Namun belum sempat aku menjangkau kaki tersebut, ayah lebih dulu menangkap bahuku menyeretku hingga ke mobil hingga aku sedikit limbung ketika ayah dengan sedikit kasar mendorong tubuhku ke dalam mobil. Setelah memeperbaiki posisi dudukku aku baru menyadari bahwa hari sudah petang dan belum menunaikan kewajiban maghrib. Aku merasakan nyawaku melayang ketika ayah menendari mobil yang kami tumpangi dengan kecepatan tak biasa, hingga kemudian ayah memberhentikan mobilnya dekat lintasa kereta api yang gelap dan minim cahaya.
Ayah kembali menyeretku dangan kasar dari mobil tanpa sepatah kata pun yang keluar dari mulutnya. Aku pun mendongak saat ayah berhenti disamping rel kereta api dan melepas tanganku yang tadi ditarik. Ayah kemudian berbalik hendak ke kembali ke mobil, lantas aku bertanya "Ayah mau kemana?"

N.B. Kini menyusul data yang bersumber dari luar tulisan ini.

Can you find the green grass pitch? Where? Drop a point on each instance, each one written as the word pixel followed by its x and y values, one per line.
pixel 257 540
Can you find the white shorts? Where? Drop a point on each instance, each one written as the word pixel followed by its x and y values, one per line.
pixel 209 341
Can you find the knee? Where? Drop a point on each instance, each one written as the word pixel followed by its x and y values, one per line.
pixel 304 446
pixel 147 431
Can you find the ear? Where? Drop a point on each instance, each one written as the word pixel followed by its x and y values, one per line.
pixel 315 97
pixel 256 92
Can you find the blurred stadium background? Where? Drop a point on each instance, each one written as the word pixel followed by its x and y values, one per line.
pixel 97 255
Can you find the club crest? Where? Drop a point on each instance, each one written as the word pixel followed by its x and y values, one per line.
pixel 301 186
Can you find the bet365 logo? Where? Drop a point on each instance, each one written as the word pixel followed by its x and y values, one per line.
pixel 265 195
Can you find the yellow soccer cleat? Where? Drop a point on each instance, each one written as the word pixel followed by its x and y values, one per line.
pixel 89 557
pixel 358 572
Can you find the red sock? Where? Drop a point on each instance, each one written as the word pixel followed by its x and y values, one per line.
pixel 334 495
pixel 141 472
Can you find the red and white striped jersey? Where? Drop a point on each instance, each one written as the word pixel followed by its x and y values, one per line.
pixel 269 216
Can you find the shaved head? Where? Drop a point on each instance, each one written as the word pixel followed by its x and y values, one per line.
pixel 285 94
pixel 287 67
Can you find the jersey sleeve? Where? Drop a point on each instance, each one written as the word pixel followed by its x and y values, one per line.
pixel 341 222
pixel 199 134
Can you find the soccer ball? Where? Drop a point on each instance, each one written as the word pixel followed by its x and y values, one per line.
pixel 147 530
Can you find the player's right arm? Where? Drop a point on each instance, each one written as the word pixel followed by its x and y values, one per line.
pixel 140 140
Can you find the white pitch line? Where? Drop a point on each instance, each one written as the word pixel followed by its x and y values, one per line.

Langkah ayah terhenti sesaat, kemudian berjalan lagi aku berlari menghalangi langkah ayah. Sungguh aku benci gelap dan takut akan ditinggal sendirian. Aku memeluk tungkai kaki dengan erat, sambil merintih dalam hati, "Tidak, Yah, jangan tinggalin Tifa sendirian lagi." Ayah berusaha untuk melepas tanganku yang memeluk kakinya dengan erat. Aku menggeleng tegas agar ayah tidak meninggalkanku sendirian.
"Sudah aku bilang jika kau mengacau, aku akan membuangmu, SIALAN!" Aku bisa merasakan kekesalan dan kemarahan ayah saat menagatakan kalimat tersebut.
"Tidak. Ayah gak boleh buang Tifa. Karena yang dibuang itu sampah." Kataku dengan gerakan tangan yang tanpa sadar tangan yang menjadi pengganti suaraku untuk bicara terlepas dari kaki ayah. "Tifa manusia bukan sampah."
Aku tidak tahu apakah ayah mengerti atau tidak dengan apa yang aku katakan, karena sebelumnya kami sangat jarang bicara atau bahkan tidak pernah. Aku juga tidak mengingatnya. "Dengar, kamu itu sampah. SAM-PAH. Sampah keluarga, kamu itu aib dan benalu ."
Aku menggeleng menolak apa yang ayah katakan. "Jangan buang Tifa, Yah." Aku akan memeluk kembali kaki ayah tapi ayah sudah lebih dulu kembali masuk ke dalam mobil, hingga mobil itu kembali berjalan menjauhiku.
"JANGAN TINGGALIN TIFA, YAH! TIFA TAKUT GELAP. YAH, JANGAN BUANG TIFA!" Aku hanya mampu menjerit dalam hati sambil menggerakkan tangan tanpa ada yang peduli. Mobil ayah semakin jauh, jauh hingga tenggelam oleh gelapnya mlam yang menceka. Tak lama suara kereta api dari kejauhan, semakin lama semakin mendekat dan kesadaranku terenggut.
***
Perlahan aku membuka mata saat aku merasakan dingin yang menusuk hingga ke tulang. Aku belum juga bergerak karena tubuhku begitu sakit dan juga menggigil. Namun saat aku sadar dan mendengar rintihan-rintihan kecil yang tak jauh dari tempatku berada. Barulah aku bangkit.
"Aku berada dimana sekarang?" Tanyaku hanya dalam hati aku melihat sekeliling dan melihat begitu banyak anak yang terkurung dalam jeruji besi. Ah tidak! Tepatnya kandang-kandang besi seolah mereka binatang seperti yang aku pernah lihat di kebun binatang yang aku datangi dengan Teh Uchi. Namun aku baru sadar jika aku berada di tempat yang sama seperti mereka. Dengan segenap perasaan takut aku mendekati pintu bersi tersbut yang digembok berharap siapapun untuk segera membukakan pintu ini untukku.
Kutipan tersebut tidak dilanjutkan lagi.